Related: Watch the BOUNDLESS 2020 full replay for lots of tips on how to go “above and beyond” for your customers.
By providing your customers with unanticipated benefits, you'll increase loyalty, advocacy, and future sales.
#3: The consumer value pyramid
A group of researchers recently identified 30 elements of value that modern consumers look for in the products and services they buy. They then fashioned these values into a pyramid, known as the Consumer Value Pyramid. It consists of four categories:
- Functional: The bottom of this value hierarchy includes foundational customer needs like "saves time," "makes money," and offers "quality." There are a total of 14 consumer needs in this first level of the Consumer Value Pyramid.
- Emotional: The next level of the pyramid deals with the customer’s emotional needs and includes "reduces anxiety," "is fun/entertaining," and has "therapeutic value." There are a total of 10 consumer needs in this tier of the pyramid.

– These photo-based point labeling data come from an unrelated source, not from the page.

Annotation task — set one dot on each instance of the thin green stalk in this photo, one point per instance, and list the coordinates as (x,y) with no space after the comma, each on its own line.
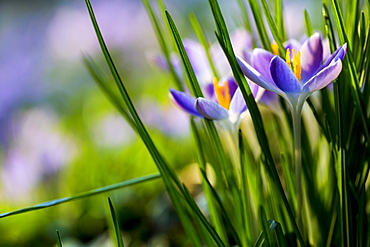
(203,40)
(296,116)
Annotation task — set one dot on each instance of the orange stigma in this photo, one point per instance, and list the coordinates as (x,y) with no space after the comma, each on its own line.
(222,93)
(275,48)
(296,63)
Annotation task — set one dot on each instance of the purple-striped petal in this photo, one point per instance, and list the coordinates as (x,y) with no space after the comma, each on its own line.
(185,102)
(232,86)
(210,109)
(256,77)
(284,77)
(237,104)
(311,56)
(324,77)
(260,60)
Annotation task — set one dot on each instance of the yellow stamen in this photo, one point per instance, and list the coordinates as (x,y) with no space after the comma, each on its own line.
(222,93)
(275,48)
(296,63)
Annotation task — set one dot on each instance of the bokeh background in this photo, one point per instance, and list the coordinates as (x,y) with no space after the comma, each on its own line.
(60,136)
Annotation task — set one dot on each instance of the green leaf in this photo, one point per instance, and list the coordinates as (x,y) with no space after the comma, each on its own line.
(225,43)
(162,42)
(59,239)
(82,195)
(117,228)
(184,56)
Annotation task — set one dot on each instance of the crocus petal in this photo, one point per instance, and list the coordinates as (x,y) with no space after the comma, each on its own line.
(284,77)
(232,86)
(185,102)
(260,60)
(210,109)
(324,77)
(256,77)
(338,54)
(237,104)
(312,54)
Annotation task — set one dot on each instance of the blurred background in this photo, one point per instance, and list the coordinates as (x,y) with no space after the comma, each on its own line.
(60,136)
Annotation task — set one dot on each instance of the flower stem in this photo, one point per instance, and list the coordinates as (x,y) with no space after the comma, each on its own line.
(296,116)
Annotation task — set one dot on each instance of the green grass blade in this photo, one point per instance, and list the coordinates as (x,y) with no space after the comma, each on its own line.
(350,62)
(265,226)
(279,16)
(207,187)
(117,228)
(223,160)
(200,215)
(203,40)
(59,239)
(112,97)
(82,195)
(273,27)
(188,68)
(162,42)
(143,133)
(245,16)
(261,28)
(225,43)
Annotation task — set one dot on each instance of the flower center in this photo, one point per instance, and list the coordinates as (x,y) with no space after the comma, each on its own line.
(295,65)
(275,48)
(222,93)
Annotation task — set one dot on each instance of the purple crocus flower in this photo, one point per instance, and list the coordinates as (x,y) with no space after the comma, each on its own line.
(302,73)
(229,102)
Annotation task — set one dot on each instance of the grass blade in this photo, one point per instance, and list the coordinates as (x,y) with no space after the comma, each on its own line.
(82,195)
(59,239)
(117,228)
(225,43)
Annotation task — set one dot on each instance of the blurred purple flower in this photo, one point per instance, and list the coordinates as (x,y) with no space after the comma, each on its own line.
(38,150)
(294,80)
(229,103)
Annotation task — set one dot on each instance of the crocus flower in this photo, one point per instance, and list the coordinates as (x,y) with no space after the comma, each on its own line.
(302,73)
(228,103)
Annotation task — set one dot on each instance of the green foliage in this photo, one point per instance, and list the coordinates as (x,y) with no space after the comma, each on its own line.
(247,174)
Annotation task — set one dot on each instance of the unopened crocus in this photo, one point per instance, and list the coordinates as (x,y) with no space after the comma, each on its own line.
(228,103)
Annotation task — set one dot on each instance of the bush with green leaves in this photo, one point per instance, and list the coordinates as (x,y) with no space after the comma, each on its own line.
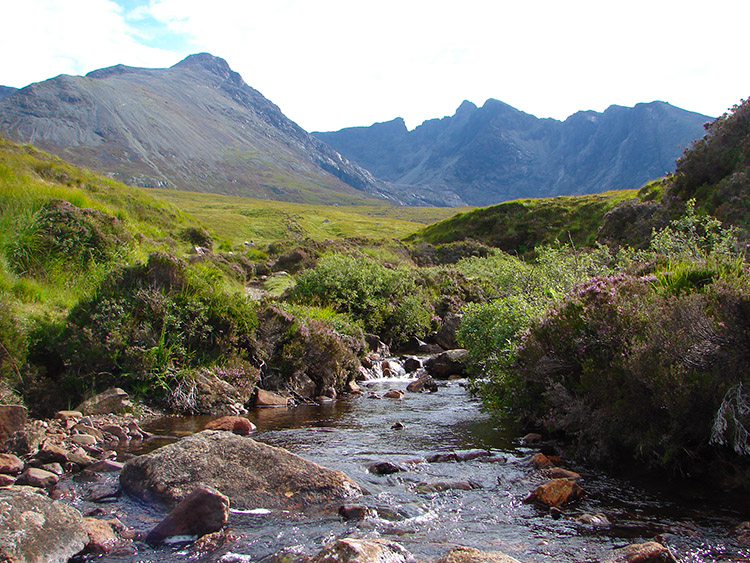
(147,323)
(385,300)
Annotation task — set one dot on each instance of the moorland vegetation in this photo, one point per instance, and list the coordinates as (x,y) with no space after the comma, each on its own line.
(618,322)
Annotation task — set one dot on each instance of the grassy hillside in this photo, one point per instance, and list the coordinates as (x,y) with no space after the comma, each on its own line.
(238,219)
(521,225)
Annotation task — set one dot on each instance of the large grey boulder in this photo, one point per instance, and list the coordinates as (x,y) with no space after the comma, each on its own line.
(251,474)
(37,529)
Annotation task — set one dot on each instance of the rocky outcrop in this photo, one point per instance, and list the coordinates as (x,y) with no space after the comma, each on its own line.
(350,550)
(447,364)
(41,529)
(249,473)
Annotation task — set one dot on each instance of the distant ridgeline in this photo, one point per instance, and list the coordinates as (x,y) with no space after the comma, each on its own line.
(495,153)
(198,126)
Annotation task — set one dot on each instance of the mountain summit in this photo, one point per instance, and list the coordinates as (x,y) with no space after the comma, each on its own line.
(195,126)
(486,155)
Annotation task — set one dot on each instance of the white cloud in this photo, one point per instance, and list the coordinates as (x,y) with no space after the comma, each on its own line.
(44,38)
(335,63)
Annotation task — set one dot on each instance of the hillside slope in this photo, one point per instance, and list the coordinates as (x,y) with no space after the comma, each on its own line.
(486,155)
(195,126)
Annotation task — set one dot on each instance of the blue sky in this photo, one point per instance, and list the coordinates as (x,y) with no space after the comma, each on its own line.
(330,64)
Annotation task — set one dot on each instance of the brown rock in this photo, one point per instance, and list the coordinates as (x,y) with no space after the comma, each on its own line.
(12,419)
(102,537)
(204,511)
(40,478)
(265,398)
(114,400)
(43,529)
(648,552)
(541,461)
(250,473)
(463,554)
(349,550)
(237,424)
(556,492)
(10,464)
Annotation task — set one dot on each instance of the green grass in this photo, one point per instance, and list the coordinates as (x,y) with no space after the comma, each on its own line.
(239,219)
(523,224)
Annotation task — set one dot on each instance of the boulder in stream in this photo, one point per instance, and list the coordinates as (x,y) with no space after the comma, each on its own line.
(350,550)
(38,528)
(251,474)
(461,554)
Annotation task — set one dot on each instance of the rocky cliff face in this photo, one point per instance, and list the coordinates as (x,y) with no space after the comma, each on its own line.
(481,156)
(196,126)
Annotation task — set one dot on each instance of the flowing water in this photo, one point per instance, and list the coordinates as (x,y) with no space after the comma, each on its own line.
(431,507)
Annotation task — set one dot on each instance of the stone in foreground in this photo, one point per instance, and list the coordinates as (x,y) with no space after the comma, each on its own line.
(463,554)
(43,529)
(349,550)
(204,511)
(251,474)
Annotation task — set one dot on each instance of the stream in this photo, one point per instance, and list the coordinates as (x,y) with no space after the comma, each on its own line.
(428,508)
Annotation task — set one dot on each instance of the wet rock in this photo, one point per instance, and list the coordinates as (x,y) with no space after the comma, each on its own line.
(204,511)
(531,438)
(596,520)
(354,511)
(541,461)
(447,364)
(462,554)
(349,550)
(10,464)
(102,537)
(384,468)
(412,364)
(648,552)
(265,398)
(40,525)
(249,473)
(12,419)
(35,477)
(392,368)
(105,466)
(377,346)
(425,384)
(556,492)
(442,457)
(113,400)
(237,424)
(439,486)
(446,336)
(560,473)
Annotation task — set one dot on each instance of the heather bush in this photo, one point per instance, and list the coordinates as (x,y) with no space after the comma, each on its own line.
(385,299)
(145,324)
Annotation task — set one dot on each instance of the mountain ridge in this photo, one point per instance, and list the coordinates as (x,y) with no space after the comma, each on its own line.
(196,125)
(485,155)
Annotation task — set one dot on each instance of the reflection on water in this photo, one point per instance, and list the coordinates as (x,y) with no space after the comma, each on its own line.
(477,503)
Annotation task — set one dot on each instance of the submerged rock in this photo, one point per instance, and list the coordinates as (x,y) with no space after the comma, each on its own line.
(648,552)
(42,529)
(204,511)
(251,474)
(461,554)
(350,550)
(556,492)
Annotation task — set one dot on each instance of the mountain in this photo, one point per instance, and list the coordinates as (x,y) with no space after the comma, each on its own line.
(195,126)
(486,155)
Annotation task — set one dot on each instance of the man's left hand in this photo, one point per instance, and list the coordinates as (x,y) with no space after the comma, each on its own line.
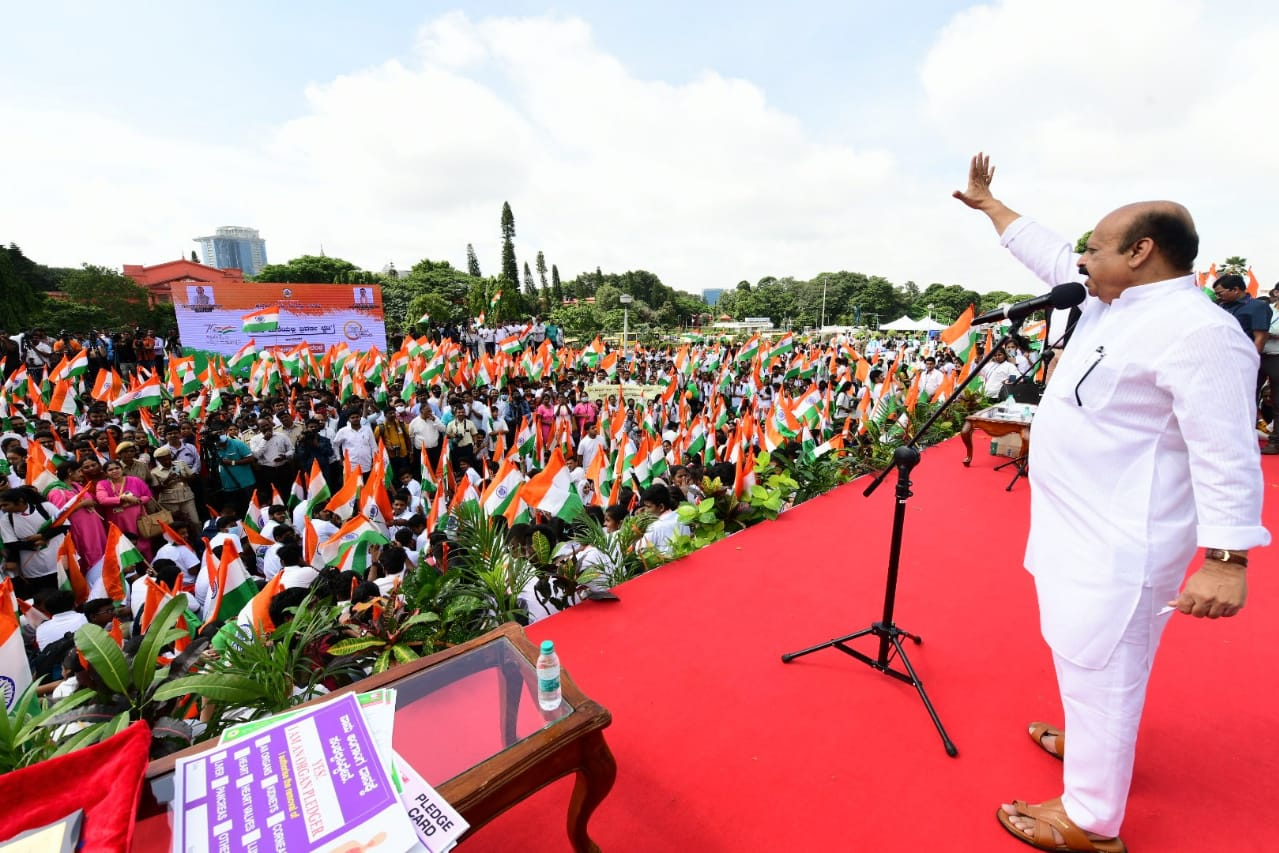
(1216,590)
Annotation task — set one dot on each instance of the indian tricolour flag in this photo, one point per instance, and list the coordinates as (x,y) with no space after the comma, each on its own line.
(510,344)
(229,587)
(261,320)
(496,499)
(120,555)
(14,670)
(357,531)
(551,490)
(146,395)
(958,335)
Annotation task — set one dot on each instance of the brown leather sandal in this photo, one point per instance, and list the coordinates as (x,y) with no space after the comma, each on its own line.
(1040,730)
(1049,816)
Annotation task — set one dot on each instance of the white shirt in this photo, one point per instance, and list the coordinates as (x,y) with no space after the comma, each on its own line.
(183,555)
(994,375)
(360,444)
(930,381)
(660,532)
(587,448)
(425,431)
(298,577)
(1149,455)
(58,626)
(18,526)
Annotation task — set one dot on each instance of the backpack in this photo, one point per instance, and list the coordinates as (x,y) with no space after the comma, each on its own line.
(49,660)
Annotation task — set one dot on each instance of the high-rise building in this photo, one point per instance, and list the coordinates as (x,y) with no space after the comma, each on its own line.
(234,247)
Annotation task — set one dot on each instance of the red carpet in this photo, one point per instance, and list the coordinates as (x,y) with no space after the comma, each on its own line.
(723,747)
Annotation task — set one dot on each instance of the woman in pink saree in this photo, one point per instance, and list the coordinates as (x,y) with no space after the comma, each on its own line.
(124,500)
(88,531)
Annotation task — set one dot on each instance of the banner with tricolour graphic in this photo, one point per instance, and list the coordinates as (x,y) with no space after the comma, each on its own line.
(221,317)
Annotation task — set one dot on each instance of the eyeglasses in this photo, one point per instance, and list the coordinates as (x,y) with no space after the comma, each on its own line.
(1101,353)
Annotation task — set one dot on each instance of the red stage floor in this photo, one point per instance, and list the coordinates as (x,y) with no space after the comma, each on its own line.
(721,747)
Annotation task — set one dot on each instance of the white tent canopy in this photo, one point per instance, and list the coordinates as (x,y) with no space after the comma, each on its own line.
(906,324)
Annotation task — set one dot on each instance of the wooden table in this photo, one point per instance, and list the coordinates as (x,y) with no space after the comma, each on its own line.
(482,752)
(995,422)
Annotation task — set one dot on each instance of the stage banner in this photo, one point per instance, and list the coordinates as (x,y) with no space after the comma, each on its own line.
(223,317)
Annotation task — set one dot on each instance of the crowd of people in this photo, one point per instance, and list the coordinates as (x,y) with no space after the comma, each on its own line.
(276,452)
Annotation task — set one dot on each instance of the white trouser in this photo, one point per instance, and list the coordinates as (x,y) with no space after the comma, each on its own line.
(1103,710)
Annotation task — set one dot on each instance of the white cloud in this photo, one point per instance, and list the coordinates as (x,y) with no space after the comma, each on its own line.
(704,180)
(1094,104)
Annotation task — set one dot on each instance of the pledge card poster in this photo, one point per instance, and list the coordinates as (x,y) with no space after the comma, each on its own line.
(211,317)
(313,782)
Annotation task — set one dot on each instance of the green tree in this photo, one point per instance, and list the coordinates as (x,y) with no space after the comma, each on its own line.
(509,269)
(947,301)
(72,316)
(530,288)
(432,305)
(1233,265)
(17,288)
(125,302)
(310,269)
(546,287)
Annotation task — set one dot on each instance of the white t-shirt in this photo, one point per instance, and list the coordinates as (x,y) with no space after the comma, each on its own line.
(58,626)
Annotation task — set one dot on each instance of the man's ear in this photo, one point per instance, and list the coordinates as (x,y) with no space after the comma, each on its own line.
(1140,252)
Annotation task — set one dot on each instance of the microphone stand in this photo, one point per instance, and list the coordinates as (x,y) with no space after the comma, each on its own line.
(889,634)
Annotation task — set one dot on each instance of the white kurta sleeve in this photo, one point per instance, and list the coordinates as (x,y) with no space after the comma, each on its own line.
(1211,377)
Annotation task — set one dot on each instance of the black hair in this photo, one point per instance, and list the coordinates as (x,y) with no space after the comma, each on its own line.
(1231,281)
(95,605)
(60,601)
(166,571)
(1173,233)
(658,495)
(365,591)
(290,554)
(392,559)
(285,601)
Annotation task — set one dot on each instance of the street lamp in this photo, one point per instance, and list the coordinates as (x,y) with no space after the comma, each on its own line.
(626,299)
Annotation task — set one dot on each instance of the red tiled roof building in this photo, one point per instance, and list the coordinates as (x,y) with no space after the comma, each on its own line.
(159,279)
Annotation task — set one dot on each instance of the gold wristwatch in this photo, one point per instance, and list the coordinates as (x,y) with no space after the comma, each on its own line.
(1236,558)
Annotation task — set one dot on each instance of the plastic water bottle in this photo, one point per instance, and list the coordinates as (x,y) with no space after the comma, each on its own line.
(548,677)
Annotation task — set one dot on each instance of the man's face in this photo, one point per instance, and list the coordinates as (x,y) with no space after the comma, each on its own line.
(1105,261)
(1227,294)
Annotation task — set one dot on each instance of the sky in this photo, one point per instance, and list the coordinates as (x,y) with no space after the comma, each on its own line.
(706,142)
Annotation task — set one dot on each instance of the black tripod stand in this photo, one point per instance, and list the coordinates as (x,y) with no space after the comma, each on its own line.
(904,459)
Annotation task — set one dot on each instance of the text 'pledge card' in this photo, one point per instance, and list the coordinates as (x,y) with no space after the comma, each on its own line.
(312,782)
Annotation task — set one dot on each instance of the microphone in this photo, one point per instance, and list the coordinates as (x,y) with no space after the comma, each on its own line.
(1063,296)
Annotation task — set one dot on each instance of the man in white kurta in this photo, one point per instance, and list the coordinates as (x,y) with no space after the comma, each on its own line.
(1142,450)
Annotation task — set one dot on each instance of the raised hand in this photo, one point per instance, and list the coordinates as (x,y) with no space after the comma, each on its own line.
(980,174)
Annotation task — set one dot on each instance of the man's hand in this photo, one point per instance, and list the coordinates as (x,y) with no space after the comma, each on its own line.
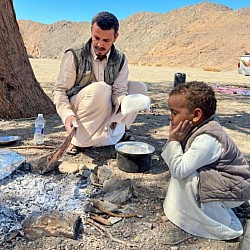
(70,122)
(180,132)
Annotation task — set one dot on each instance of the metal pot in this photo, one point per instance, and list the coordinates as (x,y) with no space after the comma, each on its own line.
(134,157)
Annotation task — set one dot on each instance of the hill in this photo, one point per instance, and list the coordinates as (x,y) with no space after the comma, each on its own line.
(205,35)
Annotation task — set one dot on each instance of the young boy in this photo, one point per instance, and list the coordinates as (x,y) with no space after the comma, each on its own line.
(209,175)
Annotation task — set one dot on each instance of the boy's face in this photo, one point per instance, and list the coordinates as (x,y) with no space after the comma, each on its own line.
(102,40)
(178,110)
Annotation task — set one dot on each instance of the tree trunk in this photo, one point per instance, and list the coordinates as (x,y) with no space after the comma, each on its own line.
(21,96)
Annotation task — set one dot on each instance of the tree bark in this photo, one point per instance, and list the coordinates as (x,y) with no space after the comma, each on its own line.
(21,96)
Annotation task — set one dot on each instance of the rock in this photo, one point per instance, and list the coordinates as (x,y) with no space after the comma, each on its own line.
(105,205)
(93,178)
(69,168)
(53,223)
(103,174)
(117,191)
(39,164)
(114,220)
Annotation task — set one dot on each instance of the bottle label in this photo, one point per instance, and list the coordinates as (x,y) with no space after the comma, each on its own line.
(39,131)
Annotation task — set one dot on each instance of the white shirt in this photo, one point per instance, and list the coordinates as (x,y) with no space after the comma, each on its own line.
(204,150)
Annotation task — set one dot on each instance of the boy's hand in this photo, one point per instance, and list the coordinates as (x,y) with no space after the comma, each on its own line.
(180,132)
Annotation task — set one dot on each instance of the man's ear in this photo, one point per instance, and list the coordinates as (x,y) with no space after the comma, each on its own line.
(198,115)
(116,35)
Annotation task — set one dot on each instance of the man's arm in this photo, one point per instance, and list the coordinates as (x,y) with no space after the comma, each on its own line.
(65,81)
(120,86)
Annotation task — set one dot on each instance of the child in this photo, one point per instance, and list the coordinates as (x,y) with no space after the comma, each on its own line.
(209,175)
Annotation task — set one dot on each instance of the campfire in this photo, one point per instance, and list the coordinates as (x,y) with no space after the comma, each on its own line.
(54,204)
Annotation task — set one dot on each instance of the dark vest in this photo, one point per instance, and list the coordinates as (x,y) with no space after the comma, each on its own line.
(229,177)
(84,67)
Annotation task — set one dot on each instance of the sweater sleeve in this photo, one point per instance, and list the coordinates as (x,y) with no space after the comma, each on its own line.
(204,150)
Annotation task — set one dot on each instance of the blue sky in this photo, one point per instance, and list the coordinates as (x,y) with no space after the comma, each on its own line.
(51,11)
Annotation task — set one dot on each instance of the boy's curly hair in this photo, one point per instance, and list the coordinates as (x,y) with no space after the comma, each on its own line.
(106,21)
(198,95)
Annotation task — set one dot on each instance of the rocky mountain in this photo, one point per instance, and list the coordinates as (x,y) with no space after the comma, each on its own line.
(205,35)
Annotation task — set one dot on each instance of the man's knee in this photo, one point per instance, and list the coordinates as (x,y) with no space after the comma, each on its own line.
(137,88)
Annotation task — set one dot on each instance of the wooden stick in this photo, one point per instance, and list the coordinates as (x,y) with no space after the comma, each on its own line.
(90,221)
(117,215)
(96,184)
(100,219)
(37,147)
(177,242)
(94,224)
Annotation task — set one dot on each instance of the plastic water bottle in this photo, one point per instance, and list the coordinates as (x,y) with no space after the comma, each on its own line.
(39,130)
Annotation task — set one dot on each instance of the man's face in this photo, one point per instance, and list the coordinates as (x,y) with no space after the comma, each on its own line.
(102,39)
(178,110)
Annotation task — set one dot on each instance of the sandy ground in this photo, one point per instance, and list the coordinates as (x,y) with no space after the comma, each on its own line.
(154,231)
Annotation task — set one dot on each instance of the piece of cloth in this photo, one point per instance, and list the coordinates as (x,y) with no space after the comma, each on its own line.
(225,179)
(214,220)
(96,105)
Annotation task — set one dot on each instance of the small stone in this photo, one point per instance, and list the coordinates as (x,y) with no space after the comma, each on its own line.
(69,168)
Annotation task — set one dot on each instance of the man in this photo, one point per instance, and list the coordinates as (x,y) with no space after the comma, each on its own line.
(92,82)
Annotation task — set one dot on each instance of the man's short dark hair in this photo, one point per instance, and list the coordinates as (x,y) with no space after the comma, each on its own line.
(106,21)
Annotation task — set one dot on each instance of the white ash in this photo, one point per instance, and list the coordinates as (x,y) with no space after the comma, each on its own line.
(23,193)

- Life Changing: The Life Changing tier only includes five consumer needs, which are "provides hope," "self actualization," "motivation," "heirloom," and "belonging."
- Social Impact: The final tier in the Consumer Value Pyramid only has one consumer need, which is "self-transcendence."
In order for a product or service to be successful, it needs to meet at least one of the needs in the Consumer Value Pyramid. If it can meet more than one, there's a good chance that the product or service will have large market appeal.
The Consumer Value Pyramid is based on Maslow's hierarchy of needs, which was developed by psychologist Abraham Maslow in 1843. The researchers who created the pyramid simply adapted Maslow's theory to better suit the needs of businesses.